En revenant de la rue Saint-Honoré, passé à la N.R.F. voir Festy, le chef de la fabrication. Je lui dis que je vais lui apporter ces jours-ci les placards corrigés de mon second volume de chroniques dramatiques et je lui demande ce qu’il en fera. « Mais les envoyer à l’imprimerie pour les corrections et la mise en pages. » Comme je m’étonne une nouvelle fois qu’on ait mis en fabrication un pareil volume sans avoir le visa nécessaire, il me fait remarquer que cette mise en fabrication a été décidée bien avant l’institution du Comité de Censure. Je lui demande ce qu’il adviendra si le visa est refusé. Il me répond qu’il n’y a pas de raison à cela, que le volume ne contient rien qui puisse le motiver, qu’au surplus le refus de visa n’est pas sans appel. Je lui parle des cas récents Fargue et Valéry. Il me dit, comme Renéville, que ce n’est pas le contenu des ouvrages qui a été en jeu, mais la position politique de Fargue et de Valéry. Voilà qui me donne joliment raison de renoncer à ma collaboration au Figaro.

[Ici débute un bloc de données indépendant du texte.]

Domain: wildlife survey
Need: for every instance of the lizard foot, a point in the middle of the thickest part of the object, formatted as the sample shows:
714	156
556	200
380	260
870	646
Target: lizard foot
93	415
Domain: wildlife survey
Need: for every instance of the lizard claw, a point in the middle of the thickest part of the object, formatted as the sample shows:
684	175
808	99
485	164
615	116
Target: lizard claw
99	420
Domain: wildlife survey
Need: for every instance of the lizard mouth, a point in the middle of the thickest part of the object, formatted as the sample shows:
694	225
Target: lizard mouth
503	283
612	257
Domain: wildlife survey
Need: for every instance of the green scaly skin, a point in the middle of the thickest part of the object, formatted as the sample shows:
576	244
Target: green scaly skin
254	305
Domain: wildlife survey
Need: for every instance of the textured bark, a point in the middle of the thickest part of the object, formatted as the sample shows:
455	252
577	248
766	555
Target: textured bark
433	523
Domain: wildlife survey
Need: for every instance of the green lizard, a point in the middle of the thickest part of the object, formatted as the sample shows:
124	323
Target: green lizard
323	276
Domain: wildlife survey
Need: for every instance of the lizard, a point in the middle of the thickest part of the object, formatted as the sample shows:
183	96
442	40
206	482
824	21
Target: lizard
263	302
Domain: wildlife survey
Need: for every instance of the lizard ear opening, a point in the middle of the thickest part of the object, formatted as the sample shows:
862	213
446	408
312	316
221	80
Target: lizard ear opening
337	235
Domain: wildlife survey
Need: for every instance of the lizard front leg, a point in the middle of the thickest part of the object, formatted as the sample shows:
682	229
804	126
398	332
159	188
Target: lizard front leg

Il me demande ce que je fais, si je travaille, et à quoi. Je lui dis que je vais terminer l’affaire des placards de ce second volume de chroniques, celles à ajouter que j’ai publiées dans la N.R.F. en 1939 et 1941, qu’ensuite il y a Le Petit Ami, ensuite le Journal (j’ai oublié le second Passe-Temps). Il s’exclame « Ah ! oui, Le Petit Ami ! Figurez-vous que je ne l’ai jamais lu. Gallimard en parle souvent. Il y tient beaucoup. Il dit que c’est un livre… » Je me suis mis à rire : « Allons ! Gallimard lui aussi est un peu fou à ce sujet. » J’ai ajouté que je crains bien que jamais un tel livre ne soit permis. Il m’a demandé si je n’ai rien à publier dans la N.R.F. Je lui ai parlé du second fragment de Journal que j’y ai107, que je me propose même de venir voir à ce sujet M. Blanchot, dont Drieu la Rochelle m’a parlé, surtout pour qu’on ne me perde pas mes feuillets, qui font partie de la copie dactylographiée de mon Journal. « M. Blanchot ? Ça n’existe plus. Drieu a été en effet absent de la revue pendant quelque temps. Il est du reste encore absent en ce moment, en vacances. Mais c’est fini. Il a repris sa place. » Il a pris note très gentiment pour lui en parler. Je lui ai ajouté que j’avais compté pouvoir publier trois fragments par an dans la N.R.F., que cela aurait pu être comme une excellente annonce pour l’édition en volumes, mais que devant l’amaigrissement de la revue… « Pas du tout, m’a-t-il expliqué. Tenez, pour le prochain numéro, j’ai … pages » (je n’ai pas retenu le chiffre, mais pas loin du chiffre du temps normal108).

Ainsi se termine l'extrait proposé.